Dans le cadre de son rapport 2025 sur l’application des lois de financement de la sécurité sociale rendu public fin mai, la Cour des comptes a examiné le recours à l’intérim paramédical dans les établissements de santé. Le personnel concerné comprend les infirmiers, les aides-soignants et les métiers spécialisés tels que masseurs-kinésithérapeutes, manipulateurs en électroradiologie médicale ou préparateurs en pharmacie hospitalière. Inquiète d’un recours excessif à l’intérim dans les hôpitaux, la Cour appelle à « réguler » le dispositif.
En 2023, l’intérim paramédical a ainsi représenté une dépense de 825 millions d’euros, dont 472 millions d’euros pour les hôpitaux publics. Dans ces derniers, la dépense a été multipliée par six en 10 ans, pointe la Cour des comptes. Celle-ci est majoritairement concentrée dans quatre régions : Île-de-France, Auvergne-Rhône-Alpes, Centre-Val de Loire, Bourgogne-Franche-Comté. Cette année-là, 60 000 personnes distinctes ont effectué au moins une mission d’intérim, dont 27 300 infirmiers et 26 800 aides-soignants. 830 000 missions d’une durée moyenne de 2,3 jours ont été effectuées 95 % concernant des infirmiers et des aides-soignants.

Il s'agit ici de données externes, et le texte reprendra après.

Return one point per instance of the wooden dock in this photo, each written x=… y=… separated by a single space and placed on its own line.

Le recours à l’intérim paramédical pour faire face aux difficultés persistantes de recrutement
L’intérim est une modalité de remplacement « normalement exceptionnelle », rappelle la Cour des comptes dans son rapport. Toutefois, dans certains établissements, elle constate un recours récurrent à des intérimaires, dits fidélisés, parfois depuis plusieurs années, y compris pour permettre le fonctionnement normal d’activités. L’importance du recours à l’intérim est directement liée au manque de professionnels dans certains métiers (infirmiers spécialisés, manipulateurs en électroradiologie médicale, techniciens de laboratoire médical…), certaines spécialités (gériatrie, psychiatrie) ou organisations (travail de nuit, alternance jour/nuit), précise le rapport.
Des dépenses exponentielles
Après avoir analysé la situation d’une trentaine d’hôpitaux publics et privés, lucratifs ou non, la Cour des comptes alerte néanmoins sur l’augmentation de la dépense et sur les effets induits pour le système de santé. Pour limiter les dérives, l’exercice en intérim a récemment été interdit dans les deux premières années de la carrière, rappelle-t-elle. La loi instaure aussi de nouvelles obligations de contrôle pour les entreprises de travail temporaire et un dispositif de sanctions financières… qui ne sont pas entrés en vigueur, faute de décret d’application. « Des stratégies de contournement ont été observées, notamment par une hausse du nombre des contrats de vacataires », déplore la Cour des comptes. Par ailleurs, les mesures de plafonnement des rémunérations applicables aux personnels médicaux intérimaires ont été étendues aux personnels paramédicaux. Les conditions de cette régulation, en particulier les montants de plafonnement, restent toutefois à préciser, indique le rapport de la Cour.
Nécessité de maîtriser le recours à l’intérim paramédical
Au-delà, il importe de « traiter les causes structurelles du développement de l’intérim paramédical en améliorant la formation des professionnels paramédicaux, en régulant la concurrence entre établissements pour attirer les nouveaux diplômés et en développant l’attractivité des hôpitaux », insiste la Cour des comptes. À cet effet, son rapport formule cinq recommandations :
- Rendre obligatoires les contrôles des situations de cumuls d’emplois dans la fonction publique hospitalière (FPH) en s’appuyant sur le fichier des déclarations préalables à l’embauche.
- Clarifier sans délai le régime juridique du recours aux contrats de vacataires dans la FPH.
- Prévoir un plafonnement global des rémunérations des intérimaires paramédicaux incluant les coefficients de gestion.
- Encadrer le recours aux contrats d’allocation d’études en interdisant expressément la pratique des rachats entre établissements et en plafonnant le montant des indemnités versées et la durée d’engagement prévus dans ce cadre.
- Interdire l’exercice professionnel en établissement sous le statut de micro-entrepreneur au personnel paramédical.